Да, она была грозой для нас. Какие проклятия сыпались за глаза в ее адрес, но в тайне все ее любили, или, может быть, мне только так казалось, потому что я любил ее всеми силами своей души.

Замечательные способности ее не остались незамеченными, и года через два она стала завучем, а вскоре и директором нашей школы. Боже, какая перемена произошла с нею. На урок она уже не летала по коридору, как прежде, а медленно и важно шествовала. Она вообще больше не бегала, разве иногда, увлекшись, забудется в классе и побегает между рядами парт или у доски, объясняя что-нибудь, но прозвенит звонок, и опять перед нами солидный директор, а не девчонка. Мы все посмеивались над нею, но прощали ей эту слабость: еще бы, в ее возрасте стать директором школы! В первое время от нее нередко можно было слышать серьезно сказанное: «Это я тебе поручаю, как директор…». И как бы ни смешно нам было все это, но, разговаривая с нею, мы старались придать лицу и голосу больше почтительности, чем раньше, чтобы и в наших глазах она читала, что она теперь директор – мы из солидарности молодых сочувствовали ее успеху и хотели дать ей возможность полностью насладиться им.

Но была она молода, горяча, мнения и суждения у нее были все свои, и только их она считала непреложными: опыта жизненного своего и опыта обращения с людьми у нее не было, а потому с учителями, попавшими под ее власть, она обходилась порой жестко.
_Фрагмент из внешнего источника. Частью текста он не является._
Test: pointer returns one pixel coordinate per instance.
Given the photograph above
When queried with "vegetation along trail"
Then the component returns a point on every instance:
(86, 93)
Требовала, чтобы учителя засиживались после уроков с отстающими или на внеклассной работе, часами держала их на педсоветах, до которых была большая охотница, наверное, хотя бы уже потому, что на них она сидела во главе стола и сразу было видно, что она здесь самая главная. У учителей были семьи, дети болели, она же была не замужем и вставала на дыбы, когда те пытались отказываться или отпрашиваться, ссылаясь на детей, семью. Работа в школе была налажена превосходно, но учителя стенали под ее игом.

Я знал все это, но все прощал ей и любил ее. Даже ее своенравие казалось мне проявлением той огромной жизненной силы, которая была в ней заключена. Именно эту жизненную силу, проявлявшуюся в ее энергичности, и в красоте, и в уме, и в своенравном характере, я любил в ней больше всего. Мне доставляло огромное удовольствие видеть ее энергическую, ладную фигурку, когда она бегает по классу, склоняется то возле одного, то возле другого ученика, нравилось смотреть и в ее ласково улыбающееся, красивое, чистое лицо и в рассерженное, покрывшееся гневным румянцем, нравилась ее одержимость математикой, нравилось все, что она делала, даже когда поступала несправедливо.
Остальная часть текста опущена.